President Trump asserts he has an “absolute right to pardon himself.” No president has ever pardoned himself, though the right of the president to issue pardons for federal crimes is found in the Constitution.
The Constitution is a broad statement of principles about the federal government and the separation of powers among the three branches – Congress, the president and the courts. It does not state who the president may pardon.
How can Trump claim he has such a right? He obviously knows that he has pardoning power and believes the Constitution does not limit who may be pardoned, so it must include him.
Here’s the answer. The document was written by a group of people who arrived at a common understanding of how the U.S. government would work. They assumed their successors would apply the document, sharing their assumptions. It turned out they were right for much of the nation’s history.
There was something else. In order to convince New York to ratify the Constitution, three people, led by Alexander Hamilton, wrote a series of articles called “The Federalist.” In them, they explained how they thought the government would work, trying to convince readers that it would not be a threat to them.
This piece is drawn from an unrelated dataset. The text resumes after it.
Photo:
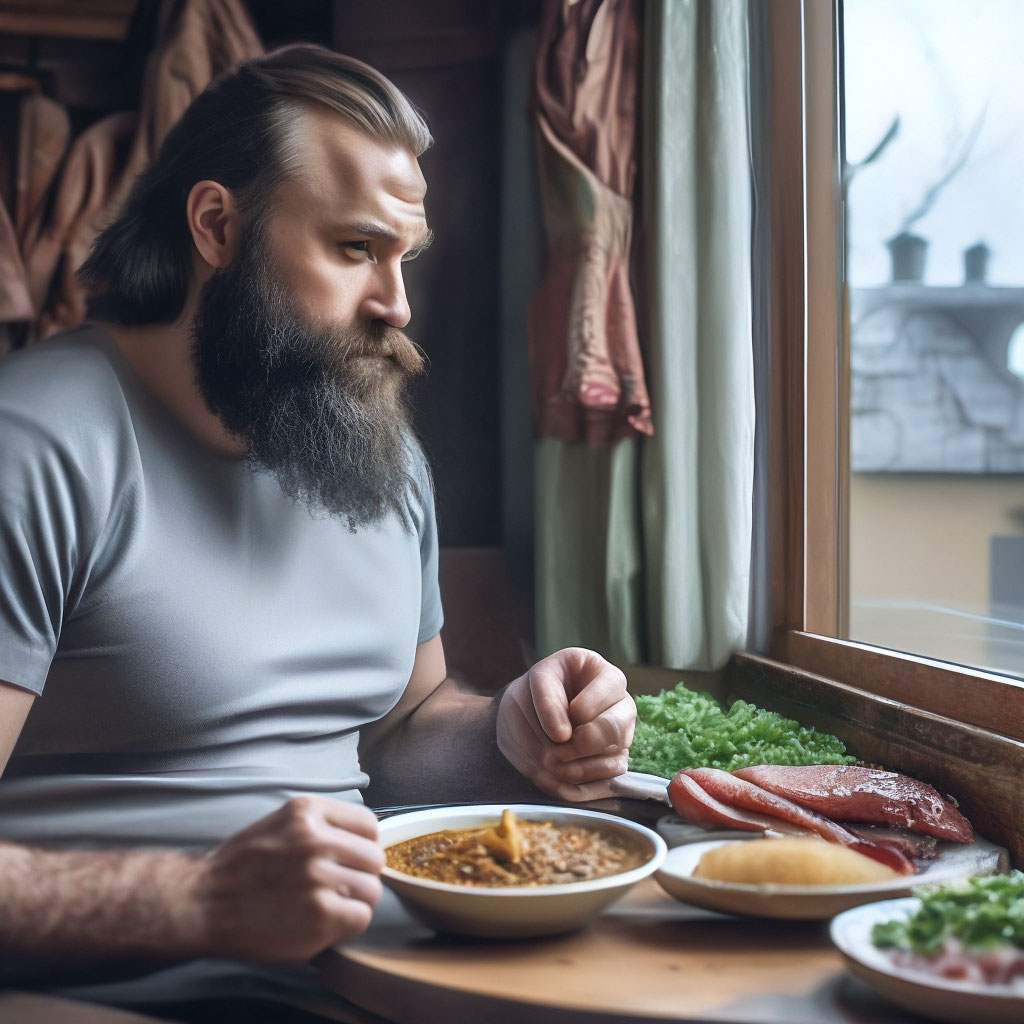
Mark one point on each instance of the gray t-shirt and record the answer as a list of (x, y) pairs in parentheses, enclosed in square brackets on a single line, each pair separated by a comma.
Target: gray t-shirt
[(204, 648)]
One of the articles discussed the presidential pardon power. Showing how careful the president would be in issuing pardons, Hamilton explained: “The reflection that the fate of a fellow-creature depended on his sole fiat, would naturally inspire scrupulousness and caution….”
This sentence leaves no doubt that a pardon is to be issued carefully by the president for “a fellow creature,” not to himself. That was the usual practice in other countries. But Trump has taken advantage of the lack of a specific statement in the Constitution to claim he could enjoy a right not originally meant to be his.
The Maine Constitution is similarly general, allowing a pardon by the governor “after conviction.” The Legislature may impose conditions on the pardoning power. That may also be possible under the U.S. Constitution, assuring that the right to pardon, like all other rights, is not “absolute.”
The point is that the Constitution is a general statement and its application was expected to observe certain widely known customs and understandings. In recent years, that approach has been worn away, allowing the wording to be interpreted in ways that were not intended.
U.S. military forces are deployed in combat abroad, sometimes with major loss of American lives. Yet Congress is not usually asked for a declaration of war nor does it seem eager to be asked, whatever the Constitution requires. Sometimes, it does not even know about deployments of American forces.
The Senate holds phony sessions, at which nothing happens, for the simple purpose of preventing there being any congressional recess during which the president could make temporary appointments to office, as allowed by the Constitution. Offices go unfilled.
The Senate is required by the Constitution to give its “advice and consent” to major presidential appointments. But, to block a nominee of President Obama, the Senate refused for a year even to allow consideration of the appointment. That was not the intent of the Constitution. If they didn’t like him, the senators could have rejected him.
The same Republican leadership that permanently blocked the Obama appointment has unusually called the Senate back into regular session this summer on the grounds the Democrats are too slow in processing Trump nominees.
There’s another such issue that was in federal court this week. The “emoluments clause” of the Constitution bans federal officials from accepting “any present, emolument, office or title, of any kind whatever” from a foreign state.
Trump still receives income from his hotels, which are used by representatives of foreign states. Countries seeking favors from the federal government often lodge their representatives at Trump’s Washington hotel. Is he receiving an emolument? Who has the right to file a lawsuit, if they believe he is?
Previously, presidents simply gave up all commercial activity and avoided the question. The Constitution’s intent was observed. Now, a court will have to decide if it can apply this constitutional rule to Trump and, if so, how.
The Constitution offers so many opportunities for applying it differently from the original intent that it would be impossible to amend it to resolve all doubts. Attaching new meanings to it as a way to win partisan wars is both shortsighted and dangerous to the American system of government.
In the end, it’s up to Congress to make the Constitution work – fair to all and as intended.